When we rose from the table we all with one consent strolled into the garden. It was not yet dusk, but the days were already shortening and there was not sufficient light to make it worth while to begin a game. Mr. Dicks, with his head thrust back and his hands in the pockets of his coat, stalked off gloomily alone towards the apple trees. Miss Cottrell, evidently surprised that she had received no invitation to join him, stood hesitating on the edge of the lawn. After glancing with a timid air, first to the right and then to the left, to see if any one were observing her, she presently strolled after him.

"I am going for a walk," said Paulina, opening the side gate which led into the meadow across which lay the field path to Greentree Park. "Come, Nan.
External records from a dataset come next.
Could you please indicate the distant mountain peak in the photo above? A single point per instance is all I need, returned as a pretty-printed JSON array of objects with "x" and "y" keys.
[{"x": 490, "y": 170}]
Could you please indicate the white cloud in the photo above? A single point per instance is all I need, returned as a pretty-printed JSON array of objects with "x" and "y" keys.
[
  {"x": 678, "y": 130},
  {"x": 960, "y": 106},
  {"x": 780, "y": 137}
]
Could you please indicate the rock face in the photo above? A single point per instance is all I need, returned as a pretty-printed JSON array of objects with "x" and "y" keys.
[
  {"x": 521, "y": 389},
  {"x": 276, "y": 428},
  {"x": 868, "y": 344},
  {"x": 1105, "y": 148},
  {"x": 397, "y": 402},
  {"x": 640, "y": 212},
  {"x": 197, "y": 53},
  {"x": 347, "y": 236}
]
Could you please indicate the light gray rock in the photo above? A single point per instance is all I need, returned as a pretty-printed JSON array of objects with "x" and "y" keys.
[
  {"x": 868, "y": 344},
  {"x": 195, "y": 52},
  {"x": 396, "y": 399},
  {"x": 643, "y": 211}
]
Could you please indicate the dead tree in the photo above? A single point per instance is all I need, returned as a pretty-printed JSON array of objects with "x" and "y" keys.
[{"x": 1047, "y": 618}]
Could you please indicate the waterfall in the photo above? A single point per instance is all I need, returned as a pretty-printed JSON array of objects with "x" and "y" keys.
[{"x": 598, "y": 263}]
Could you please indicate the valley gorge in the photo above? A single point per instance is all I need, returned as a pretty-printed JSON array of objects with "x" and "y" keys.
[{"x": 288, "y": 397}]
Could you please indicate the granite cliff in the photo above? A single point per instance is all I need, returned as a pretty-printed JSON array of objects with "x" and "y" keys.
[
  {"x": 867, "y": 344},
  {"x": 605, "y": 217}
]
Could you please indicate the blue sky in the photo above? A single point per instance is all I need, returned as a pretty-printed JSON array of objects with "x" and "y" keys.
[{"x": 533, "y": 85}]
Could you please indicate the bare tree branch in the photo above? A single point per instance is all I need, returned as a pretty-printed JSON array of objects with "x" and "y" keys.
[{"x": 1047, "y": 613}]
Oh, do you want to come too, Professor Faulkner?"

"If I may be permitted!" he said.

"Oh, well, we'll try to put up with you," was her rejoinder.
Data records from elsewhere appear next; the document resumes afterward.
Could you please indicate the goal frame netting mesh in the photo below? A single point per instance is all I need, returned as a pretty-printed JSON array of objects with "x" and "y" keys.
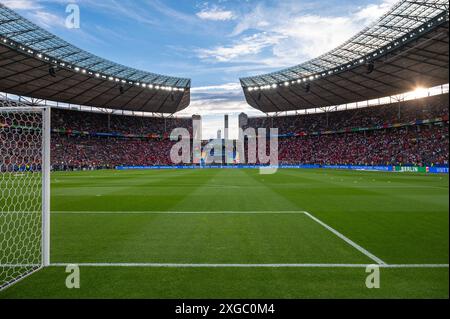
[{"x": 24, "y": 190}]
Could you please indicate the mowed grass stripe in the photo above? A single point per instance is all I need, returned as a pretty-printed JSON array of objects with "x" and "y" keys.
[{"x": 196, "y": 238}]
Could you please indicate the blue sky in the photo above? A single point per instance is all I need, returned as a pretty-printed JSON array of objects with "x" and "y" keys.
[{"x": 212, "y": 42}]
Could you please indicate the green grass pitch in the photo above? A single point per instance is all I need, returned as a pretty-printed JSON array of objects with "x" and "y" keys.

And we walked slowly along the narrow path beside the hedge. The grass was long and damp and the path was barely wide enough for two, so Mr. Faulkner had to walk behind us. But we only proceeded thus to the end of the field, for there Paulina suddenly remembered that she had forgotten something that she must say to Mrs. Lucas without more delay.

"It won't take me long to run back," she said; "if you two walk on slowly, I dare say I shall overtake you by and by."

I proposed that we should turn back too; but it appeared that Mr. Faulkner wanted to take a look into the park. He had not seen it since the garden party was in contemplation, he said; and the reference brought the blood into my cheeks.

So we strolled on along the quiet path, and he began telling me about his future prospects. He had been summoned to Edinburgh to fill the place of a friend, a college professor who was laid aside by illness. He had remained there till the term ended. Meanwhile the former professor had resigned his chair, finding that his health would not permit him to continue to perform its duties, and Alan Faulkner had learned on good authority that the post would probably be offered to himself.

"Will you take it?" I asked.

"I think so—indeed, I should be thankful to accept it," he said. "The work is just what I love. It would be a grand opportunity for me. And in Edinburgh, too! Ah, Miss Nan, you do not know what the very name of Edinburgh means to a Scotsman."